Error an ILoopOutputLayer cannot be used to compute a shape tensor

Description

Our model is not able to run in TensorRT, I have tried both running in ORT with TensorrtExecutionProvider and using trtexec to convert it to a plan.

For compliance reason, I cannot share my full model, but I can build a mini one to repro my issue.

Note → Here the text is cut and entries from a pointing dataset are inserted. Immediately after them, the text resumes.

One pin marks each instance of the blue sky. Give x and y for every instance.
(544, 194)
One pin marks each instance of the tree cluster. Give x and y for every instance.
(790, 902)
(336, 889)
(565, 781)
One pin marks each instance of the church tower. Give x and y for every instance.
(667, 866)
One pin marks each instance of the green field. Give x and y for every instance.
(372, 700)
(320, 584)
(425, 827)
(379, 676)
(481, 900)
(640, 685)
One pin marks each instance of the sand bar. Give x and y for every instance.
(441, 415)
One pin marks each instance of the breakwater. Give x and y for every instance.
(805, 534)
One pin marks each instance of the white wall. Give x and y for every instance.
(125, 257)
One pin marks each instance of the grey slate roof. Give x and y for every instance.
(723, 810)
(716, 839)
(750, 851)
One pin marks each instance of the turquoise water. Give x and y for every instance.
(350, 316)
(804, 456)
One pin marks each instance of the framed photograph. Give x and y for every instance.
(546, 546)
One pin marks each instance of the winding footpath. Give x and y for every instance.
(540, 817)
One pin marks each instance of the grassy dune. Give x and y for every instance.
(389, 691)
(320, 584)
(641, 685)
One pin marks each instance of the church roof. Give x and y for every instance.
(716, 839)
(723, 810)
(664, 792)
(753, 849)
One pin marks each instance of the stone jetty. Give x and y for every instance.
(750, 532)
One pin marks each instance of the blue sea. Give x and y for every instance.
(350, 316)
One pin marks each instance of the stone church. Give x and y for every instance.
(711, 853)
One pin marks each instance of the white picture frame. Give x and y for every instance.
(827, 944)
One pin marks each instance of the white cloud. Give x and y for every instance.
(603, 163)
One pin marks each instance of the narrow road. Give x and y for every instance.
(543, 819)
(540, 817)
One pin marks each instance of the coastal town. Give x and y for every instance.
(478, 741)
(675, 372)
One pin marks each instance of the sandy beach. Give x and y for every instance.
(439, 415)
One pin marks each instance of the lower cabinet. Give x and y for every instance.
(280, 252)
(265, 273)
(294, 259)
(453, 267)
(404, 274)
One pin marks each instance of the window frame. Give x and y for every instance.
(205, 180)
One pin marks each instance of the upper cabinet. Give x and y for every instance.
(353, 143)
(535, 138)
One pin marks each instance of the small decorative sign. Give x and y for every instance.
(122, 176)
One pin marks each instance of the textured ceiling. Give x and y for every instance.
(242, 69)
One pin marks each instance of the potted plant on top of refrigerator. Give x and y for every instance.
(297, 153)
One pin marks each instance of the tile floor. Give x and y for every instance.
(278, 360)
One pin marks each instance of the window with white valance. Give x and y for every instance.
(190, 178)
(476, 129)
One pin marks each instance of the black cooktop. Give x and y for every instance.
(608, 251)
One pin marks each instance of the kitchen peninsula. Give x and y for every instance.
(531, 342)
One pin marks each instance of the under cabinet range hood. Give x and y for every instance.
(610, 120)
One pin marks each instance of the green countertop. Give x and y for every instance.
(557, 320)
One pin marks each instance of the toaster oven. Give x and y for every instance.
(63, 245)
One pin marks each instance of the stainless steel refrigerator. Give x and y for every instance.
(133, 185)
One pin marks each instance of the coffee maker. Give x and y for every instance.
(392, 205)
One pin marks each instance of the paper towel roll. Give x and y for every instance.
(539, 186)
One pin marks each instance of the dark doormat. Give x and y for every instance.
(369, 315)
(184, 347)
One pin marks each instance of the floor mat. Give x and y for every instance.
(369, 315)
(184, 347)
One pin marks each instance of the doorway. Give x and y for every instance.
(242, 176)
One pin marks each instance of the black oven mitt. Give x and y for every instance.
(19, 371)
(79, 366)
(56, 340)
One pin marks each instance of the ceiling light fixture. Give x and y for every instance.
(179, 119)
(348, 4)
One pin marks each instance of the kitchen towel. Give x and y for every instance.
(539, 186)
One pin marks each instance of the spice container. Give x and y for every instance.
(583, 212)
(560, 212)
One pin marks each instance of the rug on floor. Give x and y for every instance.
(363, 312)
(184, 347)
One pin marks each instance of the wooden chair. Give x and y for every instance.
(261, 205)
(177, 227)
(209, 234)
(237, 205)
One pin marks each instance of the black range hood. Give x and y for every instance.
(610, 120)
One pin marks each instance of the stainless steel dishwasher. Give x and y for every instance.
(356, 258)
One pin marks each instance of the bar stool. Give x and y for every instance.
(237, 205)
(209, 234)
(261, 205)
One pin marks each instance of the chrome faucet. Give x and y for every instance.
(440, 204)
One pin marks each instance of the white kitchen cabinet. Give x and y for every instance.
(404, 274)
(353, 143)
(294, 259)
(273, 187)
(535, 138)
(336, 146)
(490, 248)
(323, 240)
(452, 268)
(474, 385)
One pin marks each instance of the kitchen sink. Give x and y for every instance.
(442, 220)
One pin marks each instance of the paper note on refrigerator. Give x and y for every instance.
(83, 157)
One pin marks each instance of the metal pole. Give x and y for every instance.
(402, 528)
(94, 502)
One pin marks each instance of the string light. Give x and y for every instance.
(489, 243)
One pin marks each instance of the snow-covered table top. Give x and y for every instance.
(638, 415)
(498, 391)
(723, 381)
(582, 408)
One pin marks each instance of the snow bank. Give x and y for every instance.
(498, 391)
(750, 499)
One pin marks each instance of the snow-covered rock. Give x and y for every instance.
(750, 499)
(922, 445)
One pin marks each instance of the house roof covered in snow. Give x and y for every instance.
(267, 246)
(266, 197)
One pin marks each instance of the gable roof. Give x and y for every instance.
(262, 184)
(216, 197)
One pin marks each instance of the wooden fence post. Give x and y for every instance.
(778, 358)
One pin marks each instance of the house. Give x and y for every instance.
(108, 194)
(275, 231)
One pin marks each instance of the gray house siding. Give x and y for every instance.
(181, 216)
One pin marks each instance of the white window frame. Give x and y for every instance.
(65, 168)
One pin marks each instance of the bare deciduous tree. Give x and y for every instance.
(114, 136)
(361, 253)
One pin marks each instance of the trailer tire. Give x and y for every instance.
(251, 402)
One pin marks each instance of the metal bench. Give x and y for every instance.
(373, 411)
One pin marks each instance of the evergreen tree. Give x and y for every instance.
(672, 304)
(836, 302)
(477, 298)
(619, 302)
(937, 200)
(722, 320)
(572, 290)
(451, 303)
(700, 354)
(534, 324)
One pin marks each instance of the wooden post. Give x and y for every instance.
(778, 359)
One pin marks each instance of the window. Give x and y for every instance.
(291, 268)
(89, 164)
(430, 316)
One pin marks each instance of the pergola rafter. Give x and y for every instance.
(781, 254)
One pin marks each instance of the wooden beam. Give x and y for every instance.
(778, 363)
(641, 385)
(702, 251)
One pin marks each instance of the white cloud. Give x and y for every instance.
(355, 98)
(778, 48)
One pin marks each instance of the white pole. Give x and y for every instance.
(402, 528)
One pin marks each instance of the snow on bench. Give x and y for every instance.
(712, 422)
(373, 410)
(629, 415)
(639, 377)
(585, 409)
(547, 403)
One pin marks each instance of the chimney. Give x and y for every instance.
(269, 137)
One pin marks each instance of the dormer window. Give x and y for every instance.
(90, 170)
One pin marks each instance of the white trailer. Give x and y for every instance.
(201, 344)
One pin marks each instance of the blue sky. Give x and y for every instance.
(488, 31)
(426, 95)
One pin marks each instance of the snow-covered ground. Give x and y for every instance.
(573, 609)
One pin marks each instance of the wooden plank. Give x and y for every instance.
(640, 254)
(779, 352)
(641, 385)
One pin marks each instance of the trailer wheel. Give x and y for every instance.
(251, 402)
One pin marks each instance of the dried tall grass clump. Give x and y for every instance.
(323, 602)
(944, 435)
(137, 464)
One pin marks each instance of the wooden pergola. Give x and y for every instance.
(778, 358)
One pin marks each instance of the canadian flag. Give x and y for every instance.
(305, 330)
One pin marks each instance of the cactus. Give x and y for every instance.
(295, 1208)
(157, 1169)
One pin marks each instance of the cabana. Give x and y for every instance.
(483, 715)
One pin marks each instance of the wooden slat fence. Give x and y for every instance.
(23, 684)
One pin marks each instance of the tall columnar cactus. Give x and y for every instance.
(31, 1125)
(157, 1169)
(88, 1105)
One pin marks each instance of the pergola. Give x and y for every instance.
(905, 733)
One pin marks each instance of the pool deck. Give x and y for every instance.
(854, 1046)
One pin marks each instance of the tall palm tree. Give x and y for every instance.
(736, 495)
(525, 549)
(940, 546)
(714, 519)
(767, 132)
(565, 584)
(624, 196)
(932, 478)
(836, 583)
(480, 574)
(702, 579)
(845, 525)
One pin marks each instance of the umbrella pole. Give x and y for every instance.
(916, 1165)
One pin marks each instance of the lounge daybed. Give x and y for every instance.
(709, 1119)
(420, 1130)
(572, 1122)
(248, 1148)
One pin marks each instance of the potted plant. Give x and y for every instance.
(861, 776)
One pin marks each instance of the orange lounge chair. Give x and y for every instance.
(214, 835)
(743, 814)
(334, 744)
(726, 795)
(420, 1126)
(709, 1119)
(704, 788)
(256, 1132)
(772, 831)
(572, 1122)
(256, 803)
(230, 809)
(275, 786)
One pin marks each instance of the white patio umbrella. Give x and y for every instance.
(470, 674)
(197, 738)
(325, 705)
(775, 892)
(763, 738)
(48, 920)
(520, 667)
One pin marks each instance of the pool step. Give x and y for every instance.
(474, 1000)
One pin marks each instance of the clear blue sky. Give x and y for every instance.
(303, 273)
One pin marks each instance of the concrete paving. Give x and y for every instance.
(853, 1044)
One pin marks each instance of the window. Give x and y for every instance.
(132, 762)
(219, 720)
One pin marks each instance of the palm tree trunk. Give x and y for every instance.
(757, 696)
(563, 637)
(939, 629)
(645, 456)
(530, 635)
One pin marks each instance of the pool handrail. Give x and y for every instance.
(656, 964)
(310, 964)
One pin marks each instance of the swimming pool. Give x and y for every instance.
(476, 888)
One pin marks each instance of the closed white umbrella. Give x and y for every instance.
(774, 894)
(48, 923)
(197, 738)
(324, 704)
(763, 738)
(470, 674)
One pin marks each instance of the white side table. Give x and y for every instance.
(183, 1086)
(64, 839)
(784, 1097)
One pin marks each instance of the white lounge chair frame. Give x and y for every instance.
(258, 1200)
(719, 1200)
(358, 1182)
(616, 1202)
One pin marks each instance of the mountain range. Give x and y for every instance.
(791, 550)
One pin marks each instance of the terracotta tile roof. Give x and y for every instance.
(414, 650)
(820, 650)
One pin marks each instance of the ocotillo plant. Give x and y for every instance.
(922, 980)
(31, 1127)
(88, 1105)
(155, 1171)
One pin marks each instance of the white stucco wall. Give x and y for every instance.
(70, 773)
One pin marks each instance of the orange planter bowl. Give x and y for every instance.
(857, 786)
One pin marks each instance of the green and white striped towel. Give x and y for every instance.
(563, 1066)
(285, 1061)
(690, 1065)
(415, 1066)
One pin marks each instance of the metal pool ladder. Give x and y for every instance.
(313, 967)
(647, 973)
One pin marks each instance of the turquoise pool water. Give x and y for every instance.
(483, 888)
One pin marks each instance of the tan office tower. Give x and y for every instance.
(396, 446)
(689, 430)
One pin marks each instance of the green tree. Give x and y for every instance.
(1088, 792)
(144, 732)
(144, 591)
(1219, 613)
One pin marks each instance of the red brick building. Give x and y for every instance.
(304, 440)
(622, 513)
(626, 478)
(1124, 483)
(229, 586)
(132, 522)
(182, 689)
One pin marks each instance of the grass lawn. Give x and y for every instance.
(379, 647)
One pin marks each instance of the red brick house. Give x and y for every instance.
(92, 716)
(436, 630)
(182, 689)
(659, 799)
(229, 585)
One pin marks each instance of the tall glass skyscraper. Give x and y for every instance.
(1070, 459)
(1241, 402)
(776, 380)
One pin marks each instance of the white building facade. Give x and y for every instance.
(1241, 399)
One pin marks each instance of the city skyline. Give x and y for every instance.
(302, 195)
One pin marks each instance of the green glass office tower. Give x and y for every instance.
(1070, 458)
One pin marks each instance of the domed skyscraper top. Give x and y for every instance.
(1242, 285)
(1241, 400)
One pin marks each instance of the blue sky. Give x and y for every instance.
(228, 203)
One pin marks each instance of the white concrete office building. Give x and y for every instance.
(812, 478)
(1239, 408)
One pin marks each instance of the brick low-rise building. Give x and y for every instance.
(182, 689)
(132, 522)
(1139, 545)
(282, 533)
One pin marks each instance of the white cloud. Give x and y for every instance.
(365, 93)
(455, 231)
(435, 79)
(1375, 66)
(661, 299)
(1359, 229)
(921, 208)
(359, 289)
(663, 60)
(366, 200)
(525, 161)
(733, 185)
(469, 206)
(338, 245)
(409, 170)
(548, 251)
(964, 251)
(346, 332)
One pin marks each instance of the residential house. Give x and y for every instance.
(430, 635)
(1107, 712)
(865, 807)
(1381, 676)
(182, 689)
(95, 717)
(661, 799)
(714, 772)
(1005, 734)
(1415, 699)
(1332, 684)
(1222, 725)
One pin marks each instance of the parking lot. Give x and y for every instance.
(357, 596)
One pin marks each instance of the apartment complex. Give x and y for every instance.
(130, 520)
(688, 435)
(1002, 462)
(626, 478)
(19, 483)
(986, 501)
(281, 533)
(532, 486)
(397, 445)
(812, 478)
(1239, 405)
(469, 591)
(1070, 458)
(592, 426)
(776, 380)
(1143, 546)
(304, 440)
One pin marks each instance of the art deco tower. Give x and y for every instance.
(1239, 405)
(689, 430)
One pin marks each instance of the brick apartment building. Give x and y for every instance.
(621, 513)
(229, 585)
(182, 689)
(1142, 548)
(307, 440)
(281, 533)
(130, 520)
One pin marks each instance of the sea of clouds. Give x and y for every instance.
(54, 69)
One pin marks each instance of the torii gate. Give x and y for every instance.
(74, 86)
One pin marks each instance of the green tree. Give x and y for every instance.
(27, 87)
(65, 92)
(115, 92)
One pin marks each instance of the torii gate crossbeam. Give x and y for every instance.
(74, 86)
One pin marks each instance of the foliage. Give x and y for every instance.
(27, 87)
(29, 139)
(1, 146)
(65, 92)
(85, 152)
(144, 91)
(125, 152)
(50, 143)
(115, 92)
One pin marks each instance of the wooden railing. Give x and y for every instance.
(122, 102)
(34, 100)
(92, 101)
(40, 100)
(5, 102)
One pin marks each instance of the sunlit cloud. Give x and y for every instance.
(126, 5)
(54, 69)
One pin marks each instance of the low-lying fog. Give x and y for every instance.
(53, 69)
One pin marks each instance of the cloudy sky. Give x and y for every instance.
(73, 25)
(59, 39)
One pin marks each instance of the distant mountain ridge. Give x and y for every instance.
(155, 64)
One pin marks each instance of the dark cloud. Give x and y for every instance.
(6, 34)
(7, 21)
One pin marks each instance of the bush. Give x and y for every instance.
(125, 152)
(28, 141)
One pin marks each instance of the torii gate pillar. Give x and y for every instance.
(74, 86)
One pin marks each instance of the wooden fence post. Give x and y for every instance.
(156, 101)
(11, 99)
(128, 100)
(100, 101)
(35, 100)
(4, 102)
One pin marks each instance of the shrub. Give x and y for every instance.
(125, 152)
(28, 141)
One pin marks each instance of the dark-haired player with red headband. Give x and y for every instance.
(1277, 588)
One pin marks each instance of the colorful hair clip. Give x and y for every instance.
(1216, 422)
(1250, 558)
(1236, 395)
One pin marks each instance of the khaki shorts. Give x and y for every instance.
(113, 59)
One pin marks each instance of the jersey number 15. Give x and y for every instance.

please check the model binary directly:
tiny_model.onnx (15.9 KB)
OR build from the script:
tiny_model_builder.py (1.1 KB)

  • Using ORT + TensorrtExecutionProvider reports error:

    Error Code 4: Internal Error ((Unnamed Layer* 23) [LoopOutput]: an ILoopOutputLayer cannot be used to compute a shape tensor)
    ORT_repro.py (690 Bytes)

  • Using trtexec --onnx=tiny_model.onnx --saveEngine=tiny_model.trt --memPoolSize=workspace:10000 --minShapes=input:1x1 --maxShapes=input:1x512 --optShapes=input:1x64 --device=0 --verbose will show below error:
    [02/21/2023-14:36:04] [E] Error[2]: [topSort.cpp::trivialChoice::314] Error Code 2: Internal Error (Assertion c != kNoColor failed. )
    [02/21/2023-14:36:04] [E] Error[2]: [builder.cpp::buildSerializedNetwork::738] Error Code 2: Internal Error (Assertion engine != nullptr failed. )

Environment

TensorRT Version: 8.5.0
GPU Type: T4
Nvidia Driver Version: 470.161.03
CUDA Version: 11.8
CUDNN Version:
Operating System + Version: Ubuntu20.04
Python Version (if applicable):
TensorFlow Version (if applicable):
PyTorch Version (if applicable):
Baremetal or Container (if container which image + tag):

Relevant Files

Please attach or include links to any models, data, files, or scripts necessary to reproduce your issue. (Github repo, Google Drive, Dropbox, etc.)

Steps To Reproduce

Please include:

  • Exact steps/commands to build your repro
  • Exact steps/commands to run your repro
  • Full traceback of errors encountered

Hi @niuzheng168 ,
Apologies for the delayed response.
Can you please share the verbose logs with us, meanwhile we are trying to reproduce the issue from our end.

Thanks

I have the same issue.

trtexec_log.txt (936.3 KB)

This is from trying to run/convert an ONNX model to TRT. Using ONNX simplifier didn’t help. The model was fetched from TensorFlow Model Zoo and converted to ONNX. TRT conversion always failed due to the input being UINT8. I used the following script to change it to FP32.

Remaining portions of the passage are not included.